We need to check the version of the MS SQL server installation with the MS SMS tool. I know it is possible to check it with the <select @@version>, but SMS cannot use it. 

Is there a way to judge it based on certain files (.dll's, .exe's etc) if the installation is a STANDARD or ENTERPRISE version? File size? version etc?

The same we need to know for Analysys and Raporting services, too.

Any help is most welcome,
Peter

----------


## rmiao

You can check errorlog file in %microsoft sql server%\mssql\log directory.

----------


## pszivos

Thank you rmiao!

Unfortunately SMS is not as intelligent as one might expect. It is not able to analyse content of files or the registry. What I am looking for is any difference in any of the files the server is using .dll, .exe: size other properties.

Thanks,
Peter




> You can check errorlog file in %microsoft sql server%\mssql\log directory.

----------


## MAK

you can check the modified date of SSNETLIB.DLL

for 8.00.194 version the modified date is 8/6/2000 1:51:26 AM
for 8.00.766 version the modified date is 2/19/2003 1:47:40 AM

Use the below vbscript to find the modified date.

Usage: 

cscript getfiledetails.vbs "\\Servername\x$\program files\microsoft sql server\mssql\binn\\ssnetlib.dll"

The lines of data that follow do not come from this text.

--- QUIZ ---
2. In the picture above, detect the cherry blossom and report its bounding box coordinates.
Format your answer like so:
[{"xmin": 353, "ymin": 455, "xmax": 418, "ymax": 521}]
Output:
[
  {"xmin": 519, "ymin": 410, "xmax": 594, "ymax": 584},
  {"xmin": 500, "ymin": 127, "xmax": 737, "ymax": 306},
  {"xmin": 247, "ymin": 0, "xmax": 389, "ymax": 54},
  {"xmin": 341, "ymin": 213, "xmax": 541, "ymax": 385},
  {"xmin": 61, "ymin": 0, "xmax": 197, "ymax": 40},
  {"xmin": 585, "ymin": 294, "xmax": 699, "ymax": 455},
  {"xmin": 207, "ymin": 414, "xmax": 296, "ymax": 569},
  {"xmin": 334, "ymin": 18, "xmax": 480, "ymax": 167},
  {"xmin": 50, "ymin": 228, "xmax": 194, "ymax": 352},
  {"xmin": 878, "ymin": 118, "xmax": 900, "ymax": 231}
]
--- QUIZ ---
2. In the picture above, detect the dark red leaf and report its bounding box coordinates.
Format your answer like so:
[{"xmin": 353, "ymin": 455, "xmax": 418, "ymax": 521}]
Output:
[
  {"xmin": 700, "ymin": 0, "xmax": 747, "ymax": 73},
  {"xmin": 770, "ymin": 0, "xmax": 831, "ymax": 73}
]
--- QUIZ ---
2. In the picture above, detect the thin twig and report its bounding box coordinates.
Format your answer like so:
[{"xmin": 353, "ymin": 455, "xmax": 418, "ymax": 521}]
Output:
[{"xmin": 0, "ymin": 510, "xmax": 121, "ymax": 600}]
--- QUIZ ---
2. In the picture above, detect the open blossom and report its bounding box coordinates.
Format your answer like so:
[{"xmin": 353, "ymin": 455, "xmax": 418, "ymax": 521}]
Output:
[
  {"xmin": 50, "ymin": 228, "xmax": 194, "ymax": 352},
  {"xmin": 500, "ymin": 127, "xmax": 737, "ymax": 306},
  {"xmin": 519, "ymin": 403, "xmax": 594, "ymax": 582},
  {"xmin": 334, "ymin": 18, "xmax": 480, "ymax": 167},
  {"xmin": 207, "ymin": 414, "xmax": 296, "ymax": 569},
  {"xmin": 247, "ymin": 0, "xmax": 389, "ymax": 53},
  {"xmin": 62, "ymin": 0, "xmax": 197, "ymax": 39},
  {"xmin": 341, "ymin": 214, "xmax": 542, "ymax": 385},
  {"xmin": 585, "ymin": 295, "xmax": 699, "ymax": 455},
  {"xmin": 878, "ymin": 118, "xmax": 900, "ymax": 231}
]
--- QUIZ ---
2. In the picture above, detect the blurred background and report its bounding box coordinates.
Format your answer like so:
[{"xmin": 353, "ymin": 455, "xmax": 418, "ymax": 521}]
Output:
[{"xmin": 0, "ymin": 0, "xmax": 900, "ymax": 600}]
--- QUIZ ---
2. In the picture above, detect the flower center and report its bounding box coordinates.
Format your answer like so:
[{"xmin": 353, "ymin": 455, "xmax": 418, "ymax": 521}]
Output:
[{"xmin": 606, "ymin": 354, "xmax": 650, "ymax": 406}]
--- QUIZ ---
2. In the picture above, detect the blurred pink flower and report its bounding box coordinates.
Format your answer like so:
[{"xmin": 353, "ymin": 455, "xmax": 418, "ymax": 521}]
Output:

--save the below lines of code to getfiledetails.vbs 
Set objArgs = WScript.Arguments
FileName =objArgs(0)
Set fso = CreateObject("Scripting.FileSystemObject")
Set Fil = FSO.GetFile(FileName)
wscript.echo Fil.datelastmodified

----------


## pszivos

Thanks, but what we have is version: 2000.80.818.0 and the date&time is same for the standard and the enterprise edition, too.

----------


## rmiao

Try check sqlservr.exe then.

----------


## skhanal

If SMS can run VBScript or batch file, you can run select @@version through these and dump the output to a file, parse the version info and pass to SMS.

----------